2. Introduction

2.1 Capstone Partner’s Needs

APIs have been present for decades and are set to grow exponentially, in part due to regulations (in public health or finance) or by industry interoperability (in telecommunications) or disruption (in media or retail) 2. As a cybersecurity company focused on API management at a global scale, TeejLab aims to tackle this key industry challenge of quantifying business risk at the API level. A manual inspection or a rules-based approach is insufficient to accurately capture various aspects of risk, such as security, legal, similarity, and data sovereignty. Security refers to how vulnerable the endpoint is to attack, such as the exposure of personal identifiable information (PII) or financial identifiable information (FII), and how stringent the hosting countries’ bylaws are for privacy policy. Legal aspect is related to the level of protection for users for data use and distribution. Similarity refers to how much user data APIs in the same category are requesting, where one that is requesting for too much data is deemed as less secure. Finally, data sovereignty refers to governance of data, which is at risk if they fail certain security tests, such as injection attacks, or if the endpoints are accessible to users.

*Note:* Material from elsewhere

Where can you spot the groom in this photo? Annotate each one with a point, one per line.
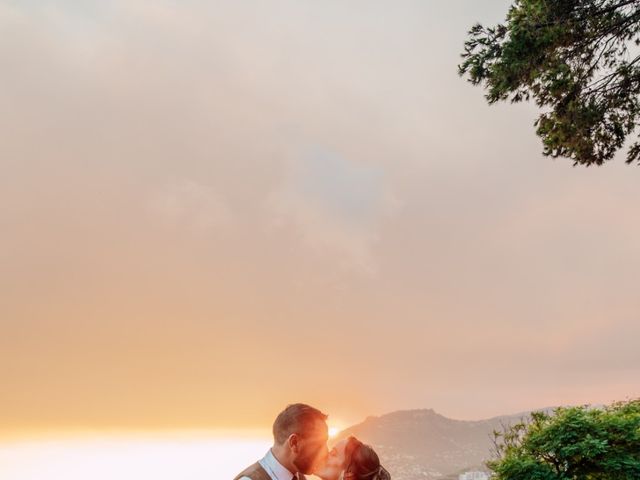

It is time and labour intensive to inspect every feature and assign a risk label to an API endpoint, let alone quantities of API endpoint in the range of thousands or millions. This process is also static, and would require constant revision to the rules as domain knowledge increases.

2.2 Scope of Project

Based on the dataset provided and time limitation, our team has narrowed the scope to focus on creating a machine learning pipeline to quantify the risk of the endpoints of each API based on security and data sovereignty markers. More specifically, our project aims to create a well-annotated python script for each stage - (1) data pre-processing and feature engineering, and (2) machine learning.